Thread and JVM Parameters
JVM memory and GC settings are automatically configured by the entrypoint based on container resource limits — no manual JVM heap parameters are required. Per-tier Undertow and Virtual Thread parameters are as follows:| Tier | IO Threads | Worker Max Threads | VT Parallelism | Backlog | Max Concurrent Req |
|---|---|---|---|---|---|
| W1 | 2 | 256 | 1 | 2048 | 500 |
| W2 | 4 | 512 | 2 | 4096 | 750 |
| W4 | 8 | 1024 | 4 | 8192 | 3000 |
| W8 | 16 | 3072 | 8 | 16384 | 10000 |
All tiers use G1GC. Heap is allocated at 60% for W1/W2 and 65% for W4/W8. Virtual Threads are used for backend I/O and logging (Hybrid PT+VT model); Platform Threads are retained for Undertow dispatch.
Connection Pool Settings
Default routing connection pool values for each tier:| Tier | Max Conn/Host | Max Conn Total | ES Max Conn/Host |
|---|---|---|---|
| W1 | 250 | 500 | 8 |
| W2 | 500 | 1,000 | 16 |
| W4 | 1,000 | 2,000 | 32 |
| W8 | 2,000 | 4,000 | 128 |
Capacity Calculation Example
Scenario: 20 million requests per day, typical enterprise workload (POST payloads, authentication, schema validation), backend latency ~100 ms- W4 planning capacity: ~5M requests/day/node
- Nodes required: 20M ÷ 5M = 4 W4 nodes
- +1 reserve node recommended for growth → 5 W4 nodes
- Alternative: 2 W8 nodes (2 × 10M = 20M/day) — fewer servers, higher unit cost
Manager Nodes
Manager nodes provide the web interface where configurations are made. They do not depend on daily traffic load; they are used for configuration management and interface access. A single node is sufficient for standalone installation; HA installation with at least 2 nodes is recommended for production environments for high availability.MongoDB Replica Set
MongoDB is Apinizer’s configuration database. It stores API proxy definitions, policy configurations, and metadata information. It does not depend on daily traffic load; requirements are determined based on API proxy count and configuration complexity.Elasticsearch Cluster
Elasticsearch stores log and analytics data.| Feature | Small (S) | Medium (M) | Large (L) |
|---|---|---|---|
| CPU | 4 core | 8 core | 16 core |
| RAM | 16 GB | 32 GB | 64 GB |
| Disk (Hot) | 500 GB SSD | 2 TB SSD | 5+ TB SSD |
| Disk (Warm) | 1 TB HDD | 3 TB HDD | 10+ TB HDD |
| Network | 1 Gbps | 1-10 Gbps | 10+ Gbps |
| Node Count | 1 | 1 (min) | 3 (min) |
| Shard/Index | 1 | 1 (min) | 3 |
| Daily Log | < 10 GB | 10-100 GB | > 100 GB |
| Monthly Log | ~300 GB | ~1.5 TB | ~6 TB+ |
| Annual Log (Retention) | ~3.6 TB | ~18 TB | ~72 TB+ |
- Production environments: Minimum replica=1 is recommended for high availability.

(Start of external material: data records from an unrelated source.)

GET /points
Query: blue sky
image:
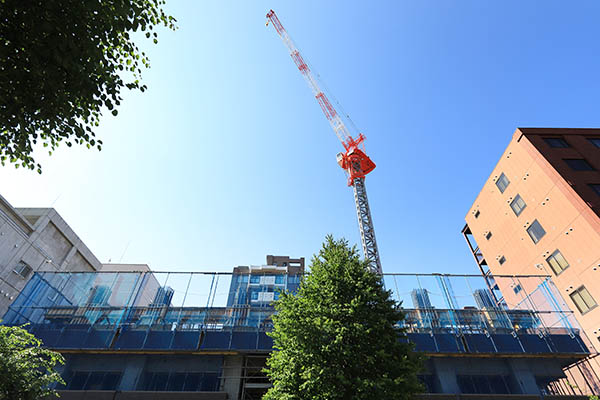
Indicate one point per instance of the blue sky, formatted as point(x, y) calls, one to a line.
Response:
point(227, 157)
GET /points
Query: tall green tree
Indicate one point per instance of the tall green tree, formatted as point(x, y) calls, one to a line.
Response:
point(61, 62)
point(26, 369)
point(337, 338)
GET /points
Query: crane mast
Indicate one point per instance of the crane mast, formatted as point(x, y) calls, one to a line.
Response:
point(353, 160)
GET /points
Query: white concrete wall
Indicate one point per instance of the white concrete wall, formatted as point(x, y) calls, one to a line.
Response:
point(43, 240)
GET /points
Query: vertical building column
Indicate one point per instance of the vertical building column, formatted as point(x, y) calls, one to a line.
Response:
point(446, 372)
point(232, 376)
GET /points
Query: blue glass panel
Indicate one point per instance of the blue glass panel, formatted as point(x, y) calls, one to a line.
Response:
point(98, 339)
point(73, 337)
point(507, 343)
point(158, 339)
point(186, 340)
point(244, 340)
point(47, 334)
point(566, 344)
point(130, 339)
point(210, 382)
point(422, 341)
point(534, 344)
point(448, 343)
point(479, 343)
point(192, 381)
point(264, 341)
point(216, 340)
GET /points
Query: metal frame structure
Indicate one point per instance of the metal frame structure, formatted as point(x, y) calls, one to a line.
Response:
point(354, 160)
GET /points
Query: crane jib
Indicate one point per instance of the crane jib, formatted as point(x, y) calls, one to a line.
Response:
point(354, 160)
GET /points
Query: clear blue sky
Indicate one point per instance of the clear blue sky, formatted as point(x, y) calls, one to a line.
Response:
point(227, 157)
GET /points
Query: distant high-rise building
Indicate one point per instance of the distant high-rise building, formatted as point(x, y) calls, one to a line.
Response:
point(420, 298)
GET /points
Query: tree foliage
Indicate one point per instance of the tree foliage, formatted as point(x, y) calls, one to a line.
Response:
point(61, 62)
point(26, 369)
point(337, 338)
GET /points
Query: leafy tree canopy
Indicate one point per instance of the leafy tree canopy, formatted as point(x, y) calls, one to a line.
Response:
point(337, 338)
point(26, 370)
point(61, 61)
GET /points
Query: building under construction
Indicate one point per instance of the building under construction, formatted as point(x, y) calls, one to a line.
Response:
point(169, 335)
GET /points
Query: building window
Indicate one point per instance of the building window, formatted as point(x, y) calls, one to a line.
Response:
point(94, 380)
point(517, 289)
point(180, 381)
point(556, 142)
point(595, 141)
point(583, 300)
point(557, 262)
point(23, 269)
point(483, 384)
point(502, 182)
point(535, 231)
point(518, 205)
point(578, 164)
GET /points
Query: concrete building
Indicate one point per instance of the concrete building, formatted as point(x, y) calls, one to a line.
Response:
point(539, 213)
point(36, 239)
point(119, 344)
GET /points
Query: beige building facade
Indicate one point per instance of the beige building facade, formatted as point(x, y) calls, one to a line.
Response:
point(539, 213)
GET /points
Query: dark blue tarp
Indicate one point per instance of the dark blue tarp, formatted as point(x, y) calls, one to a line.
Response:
point(216, 341)
point(534, 344)
point(187, 340)
point(422, 341)
point(507, 343)
point(130, 339)
point(448, 343)
point(479, 343)
point(244, 340)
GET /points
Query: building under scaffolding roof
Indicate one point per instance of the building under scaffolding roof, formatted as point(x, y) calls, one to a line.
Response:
point(165, 333)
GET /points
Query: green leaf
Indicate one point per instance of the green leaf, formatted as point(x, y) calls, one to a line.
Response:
point(74, 72)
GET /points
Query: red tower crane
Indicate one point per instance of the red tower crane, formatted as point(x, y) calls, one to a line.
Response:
point(353, 160)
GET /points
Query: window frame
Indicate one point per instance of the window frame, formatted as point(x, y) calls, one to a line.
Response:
point(585, 163)
point(536, 239)
point(23, 266)
point(500, 179)
point(578, 292)
point(595, 141)
point(518, 288)
point(562, 141)
point(553, 257)
point(518, 197)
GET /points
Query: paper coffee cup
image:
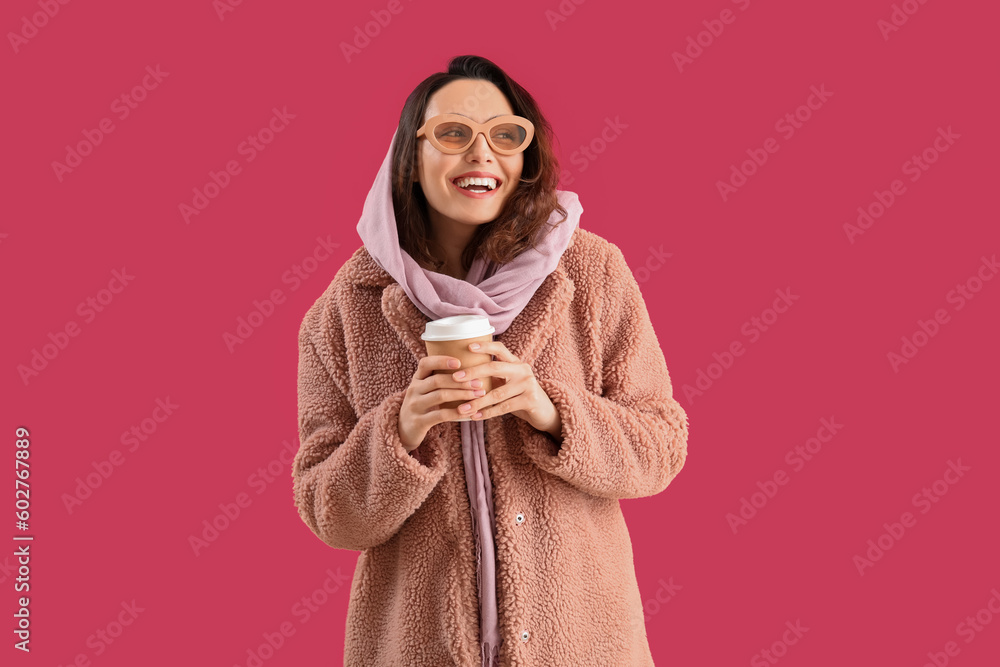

- Test/PoC environments: Replica=0 can be used.
Disk Strategy: Using SSD for Hot tier and HDD for Warm/Cold tier is recommended. This provides cost optimization.
With Elasticsearch logging enabled, gateway throughput decreases slightly (~3–5% for GET, ~8–12% for POST 5KB). This impact has been measured in benchmarks and is accounted for in capacity planning.
Cache Cluster (Hazelcast)
Cache Cluster is Apinizer’s distributed cache infrastructure and should be sized based on data size to be stored and processing to be done. Response cache, routing load balancer information, rate limit counters, and other performance-critical data are stored here.Factors Affecting Sizing
1. Data Type and Size to be Stored:- Response Cache: Size and count of response data to be cached
- Routing/Load Balancer Information: Backend endpoint information and load balancing data
- Rate Limit Counters: Counter data used for rate limit (usually small data, but accessed very frequently)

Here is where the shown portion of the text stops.